Our results demonstrate that a high percentage of elite youth soccer players, both in training and in a FIFA match, present high levels of dehydration and significant differences in percentage of weight loss, fluid intake, and USG between the two settings. Body mass changes before and after competition are determinants and have predictive value for USG in players. Specialized teams should implement practical strategies to quantify the risks of poor hydration and provide guidance on rehydration to young elite soccer players.

5.1. Limitations

Due to the nature of the population and the type of sample studied, these results cannot be extrapolated to other groups and should be considered with caution when implementing hydration strategies in other types of untrained populations.

5.2. Clinical Applications

Dehydration prior to training and competition should be a concern for medical teams, coaches, and athletes themselves. Our results can guide the development of hydration strategies. An individualised and differentiated strategy is recommended for training sessions and competitions.
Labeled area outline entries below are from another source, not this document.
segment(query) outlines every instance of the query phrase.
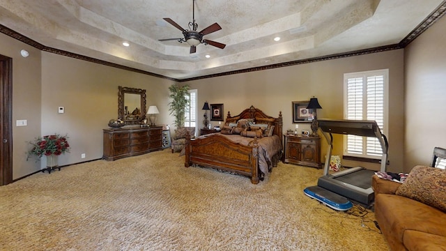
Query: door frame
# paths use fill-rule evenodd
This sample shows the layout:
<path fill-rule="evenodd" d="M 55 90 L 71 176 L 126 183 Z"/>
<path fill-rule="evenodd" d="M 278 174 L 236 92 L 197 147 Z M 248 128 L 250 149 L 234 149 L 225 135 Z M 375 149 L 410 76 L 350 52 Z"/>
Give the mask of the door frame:
<path fill-rule="evenodd" d="M 13 59 L 0 55 L 0 185 L 13 182 Z"/>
Monitoring body mass before and after exercise can be a valid strategy for monitoring individual hydration status in young players. These aspects are particularly relevant for under-17 players, who may have lower tolerance and lower hydration levels compared to adults. We believe that these modifications reinforce the clinical relevance of our findings.

5.3. Recomendaciones Para Future Research

Future research should analyse hydration levels in different types of training sessions, depending on the competition period and the training periodisation method and model structure, considering that soccer players are subjected to different stimuli depending on the above factors.